The tank is full of low temperature, low pressure heavy water, which fills in the space between the pressure tubes and acts as a moderator. The pressure tubes, which are surrounded by a gas filled space and a second tube, contain the fuel bundles along with high pressure, high temperature coolant. The gas space serves as an insulator to minimize the heat loss to the moderator.
Economics
Though the system does not require the same level of heavy industry capability as a light water reactor, there is a visible increase in the piping complexity caused by the need for individual piping to each of several hundred pressure tubes. Since each pipe is filled with high pressure, high temperature, very expensive heavy water, high quality piping and connections are essential. Skilled pipefitters and welders are even more important for a CANDU than for a light water reactor.

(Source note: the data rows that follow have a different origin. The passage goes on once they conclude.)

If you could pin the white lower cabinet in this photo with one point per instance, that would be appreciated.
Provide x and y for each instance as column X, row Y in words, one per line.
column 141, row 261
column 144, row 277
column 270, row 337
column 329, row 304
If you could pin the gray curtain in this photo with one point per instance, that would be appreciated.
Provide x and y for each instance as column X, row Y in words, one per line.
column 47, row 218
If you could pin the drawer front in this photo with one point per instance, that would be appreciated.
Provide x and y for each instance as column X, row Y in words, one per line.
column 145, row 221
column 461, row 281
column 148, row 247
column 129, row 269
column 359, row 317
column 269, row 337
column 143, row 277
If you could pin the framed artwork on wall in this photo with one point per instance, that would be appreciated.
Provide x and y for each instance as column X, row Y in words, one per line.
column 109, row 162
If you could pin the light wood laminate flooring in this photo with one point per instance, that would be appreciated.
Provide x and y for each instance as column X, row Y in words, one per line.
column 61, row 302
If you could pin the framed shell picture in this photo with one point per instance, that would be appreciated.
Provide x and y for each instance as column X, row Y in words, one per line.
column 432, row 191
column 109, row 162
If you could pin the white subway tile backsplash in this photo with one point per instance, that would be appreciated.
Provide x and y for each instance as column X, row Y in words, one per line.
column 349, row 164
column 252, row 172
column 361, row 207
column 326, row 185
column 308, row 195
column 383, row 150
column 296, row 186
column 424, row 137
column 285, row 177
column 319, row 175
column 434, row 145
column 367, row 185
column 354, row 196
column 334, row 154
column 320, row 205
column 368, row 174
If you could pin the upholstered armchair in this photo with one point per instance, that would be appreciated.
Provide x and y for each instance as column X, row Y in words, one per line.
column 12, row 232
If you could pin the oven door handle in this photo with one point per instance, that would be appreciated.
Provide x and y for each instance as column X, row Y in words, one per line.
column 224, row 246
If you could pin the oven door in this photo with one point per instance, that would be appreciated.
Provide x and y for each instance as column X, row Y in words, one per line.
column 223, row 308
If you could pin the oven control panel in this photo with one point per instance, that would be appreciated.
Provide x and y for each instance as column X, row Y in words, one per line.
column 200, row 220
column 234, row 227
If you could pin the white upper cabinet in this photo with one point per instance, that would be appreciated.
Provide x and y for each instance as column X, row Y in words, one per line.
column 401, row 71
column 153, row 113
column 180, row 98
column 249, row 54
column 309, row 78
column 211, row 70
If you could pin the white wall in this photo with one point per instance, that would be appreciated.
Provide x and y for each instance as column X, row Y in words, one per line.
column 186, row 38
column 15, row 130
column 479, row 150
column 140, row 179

The heavy water in a CANDU requires a capital investment equal to approximately 20 percent of the cost of the plant. Overall, the initial capital cost of a CANDU is ten to twenty percent higher than a comparable light water reactor depending on local labor costs.
On a lifecycle basis, however, lower fuel costs tend to make the two systems roughly comparable on price, so decisions between the two are often made on the desire for independence, the availability of local labor, the availability of capital investment, the existing infrastructure of the customer, and the availability of vendor incentives.
It is important to understand, however, that nuclear power plants do not compete solely against other nuclear plants. They compete against hydro-electric plants and fossil fuel plants. According to recent data from Ontario Hydro, which, despite its name, obtains 60 percent of its electricity from CANDU reactor plants, nuclear power costs 5 cents (CDN) per kilowatt hour compared to 7 cents per kilowatt hour (CDN) for electricity from its fossil plants. That gives the CANDU a 35 percent cost advantage over one of its major competitors.